Kiai dan Santri dalam Pusaran Politik Praktis; Refleski Hari Santri 22 Oktober 2024
Senin, 21 Oktober 2024 | 22:52 WIB
Bulan oktober 2024 terdapat tiga pristiwa bersejarah yakni berakhirnya jabatan presiden Ir Joko Widodo, pelantikan presiden baru H Prabowo Subianto, dan peringatan hari santri Indonesia. Peringatan Hari Santri yang jatuh setiap tanggal 22 Oktober tersebut tidak terlepas dari peran presiden Ir Joko Widodo.
Hari santri adalah sebuah refleksi tahunan tentang kontribusi santri dan kiai dalam sejarah panjang bangsa Indonesia. Diakui sebagai pilar penting dalam perjuangan kemerdekaan, peran kiai dan santri kini terus berevolusi seiring dengan dinamika sosial dan politik.
Dalam konteks politik praktis, keterlibatan kiai dan santri telah menimbulkan sejumlah diskursus akademik terkait dengan peran mereka sebagai aktor moral dan spiritual yang turut mempengaruhi proses politik nasional. Mengingat posisi penting mereka di tengah masyarakat, pertanyaan yang mengemuka adalah: bagaimana mereka dapat menjaga nilai-nilai luhur pesantren di tengah kontestasi politik yang kerap didominasi oleh kepentingan pragmatis?
Sejarah dan Kontinuitas Peran Kiai dalam Politik
Secara historis, keterlibatan kiai dalam politik bukanlah hal baru di negara Republik Indonesia. Sejak masa penjajahan, para kiai telah memainkan peran kunci sebagai tokoh perlawanan terhadap kolonialisme, menggunakan pengaruhnya di pesantren untuk memobilisasi umat. Misalnya, keterlibatan kiai dalam peristiwa resolusi jihad pada 22 Oktober 1945 yang digagas oleh KH Hasyim Asy'ari menunjukkan bahwa sejak awal, kiai tidak pernah absen dari panggung politik kebangsaan. Peran ini kemudian berlanjut pada masa pascakemerdekaan, di mana kiai sering kali diminta memberikan pandangan, bahkan berpartisipasi aktif dalam arena politik praktis.

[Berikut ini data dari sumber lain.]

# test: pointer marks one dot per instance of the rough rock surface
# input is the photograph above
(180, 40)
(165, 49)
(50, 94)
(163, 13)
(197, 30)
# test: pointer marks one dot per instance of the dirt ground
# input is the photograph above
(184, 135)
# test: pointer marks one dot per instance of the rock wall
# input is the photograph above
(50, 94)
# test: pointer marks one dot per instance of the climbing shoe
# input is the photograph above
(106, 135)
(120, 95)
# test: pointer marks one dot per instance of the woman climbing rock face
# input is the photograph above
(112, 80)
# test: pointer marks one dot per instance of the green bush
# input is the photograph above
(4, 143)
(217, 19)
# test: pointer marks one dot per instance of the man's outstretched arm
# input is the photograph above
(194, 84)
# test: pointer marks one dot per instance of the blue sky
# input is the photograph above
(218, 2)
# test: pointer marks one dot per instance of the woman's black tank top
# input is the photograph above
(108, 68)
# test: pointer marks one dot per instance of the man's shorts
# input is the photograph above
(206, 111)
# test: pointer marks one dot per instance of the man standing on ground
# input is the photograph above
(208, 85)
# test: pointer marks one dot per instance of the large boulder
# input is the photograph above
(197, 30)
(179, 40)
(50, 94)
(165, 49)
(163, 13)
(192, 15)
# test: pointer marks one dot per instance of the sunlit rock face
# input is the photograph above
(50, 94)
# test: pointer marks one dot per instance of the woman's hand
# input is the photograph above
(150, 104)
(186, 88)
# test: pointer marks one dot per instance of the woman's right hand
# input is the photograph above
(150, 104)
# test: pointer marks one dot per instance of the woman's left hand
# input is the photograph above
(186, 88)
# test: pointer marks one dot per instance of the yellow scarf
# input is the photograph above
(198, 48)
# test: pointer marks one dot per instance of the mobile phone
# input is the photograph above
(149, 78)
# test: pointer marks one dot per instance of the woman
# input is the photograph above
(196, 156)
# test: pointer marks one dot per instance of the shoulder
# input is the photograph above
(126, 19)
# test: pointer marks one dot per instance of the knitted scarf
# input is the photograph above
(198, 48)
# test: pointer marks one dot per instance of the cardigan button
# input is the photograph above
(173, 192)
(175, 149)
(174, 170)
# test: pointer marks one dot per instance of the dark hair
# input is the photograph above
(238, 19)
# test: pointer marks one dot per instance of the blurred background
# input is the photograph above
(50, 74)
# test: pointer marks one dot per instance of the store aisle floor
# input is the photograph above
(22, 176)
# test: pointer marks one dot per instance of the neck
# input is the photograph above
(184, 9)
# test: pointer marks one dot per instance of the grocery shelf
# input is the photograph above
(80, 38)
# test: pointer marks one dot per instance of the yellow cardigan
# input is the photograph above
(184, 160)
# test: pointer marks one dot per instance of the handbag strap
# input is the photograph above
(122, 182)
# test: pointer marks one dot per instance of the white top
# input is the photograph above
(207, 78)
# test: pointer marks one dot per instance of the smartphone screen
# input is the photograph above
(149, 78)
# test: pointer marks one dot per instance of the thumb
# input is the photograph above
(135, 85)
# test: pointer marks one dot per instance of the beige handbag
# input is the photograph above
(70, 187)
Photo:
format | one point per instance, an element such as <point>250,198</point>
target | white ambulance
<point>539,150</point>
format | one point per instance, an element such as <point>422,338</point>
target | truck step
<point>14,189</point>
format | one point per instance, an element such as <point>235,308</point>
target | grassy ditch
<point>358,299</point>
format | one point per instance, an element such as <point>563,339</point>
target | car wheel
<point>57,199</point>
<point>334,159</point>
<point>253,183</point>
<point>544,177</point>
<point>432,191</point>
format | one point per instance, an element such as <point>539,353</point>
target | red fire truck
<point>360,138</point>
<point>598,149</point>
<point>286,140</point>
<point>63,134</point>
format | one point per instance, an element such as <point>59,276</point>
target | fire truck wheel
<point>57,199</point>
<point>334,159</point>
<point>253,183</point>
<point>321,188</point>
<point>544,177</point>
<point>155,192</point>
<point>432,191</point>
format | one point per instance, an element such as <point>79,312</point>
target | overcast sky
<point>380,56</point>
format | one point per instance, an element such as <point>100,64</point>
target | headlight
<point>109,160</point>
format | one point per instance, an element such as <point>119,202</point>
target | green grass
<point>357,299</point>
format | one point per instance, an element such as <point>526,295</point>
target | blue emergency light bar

Namun, keterlibatan dalam politik praktis pasca-kemerdekaan memperkenalkan tantangan baru bagi kiai. Ketika nilai-nilai agama dan spiritualitas berbenturan dengan realitas politik yang sering kali penuh dengan kompromi, muncul risiko degradasi moral dan etika. Politik praktis kerap menuntut keputusan-keputusan pragmatis yang dapat saja bertentangan dengan prinsip-prinsip agama yang selama ini dipegang oleh kiai. Sebagai pemimpin agama, kiai harus berhati-hati dalam berperan di arena politik, sebab keterlibatan yang terlalu dalam dapat menggerus otoritas moral yang telah mereka bangun selama ini.
Dalam studi politik dan sosiologi agama, kiai diidentifikasi sebagai pemimpin etis yang memiliki legitimasi di masyarakat karena kejujuran dan integritasnya. Oleh karena itu, saat kiai terjun ke dalam pusaran politik praktis, harapan besar masyarakat adalah agar mereka tetap dapat menjadi pemandu moral yang menjaga arah kebijakan negara tetap berada dalam koridor keadilan dan kebaikan bersama. Meskipun demikian, keterlibatan dalam politik sering kali membawa risiko personal dan institusional, terutama jika kiai terseret dalam konflik kepentingan yang menggerus kepercayaan publik terhadap mereka.
Santri: Potensi Politik dan Loyalitas yang Diperhitungkan
Selain kiai, komunitas santri juga memiliki posisi yang tidak kalah penting dalam dinamika politik Indonesia. Santri yang belajar di pesantren menginternalisasi nilai-nilai agama dan moral yang diajarkan oleh kiai. Oleh karena itu, santri memiliki potensi untuk menjadi agen perubahan sosial dan politik yang berpegang teguh pada prinsip-prinsip moralitas.
Dalam kajian sosiologis, santri sering dianggap sebagai kelompok yang loyal, tidak hanya terhadap kiai, tetapi juga terhadap tradisi keagamaan yang mereka anut. Loyalitas ini menjadikan santri sebagai elemen yang potensial dalam arena politik praktis, terutama sebagai basis massa yang dapat dimobilisasi dalam mendukung agenda politik tertentu.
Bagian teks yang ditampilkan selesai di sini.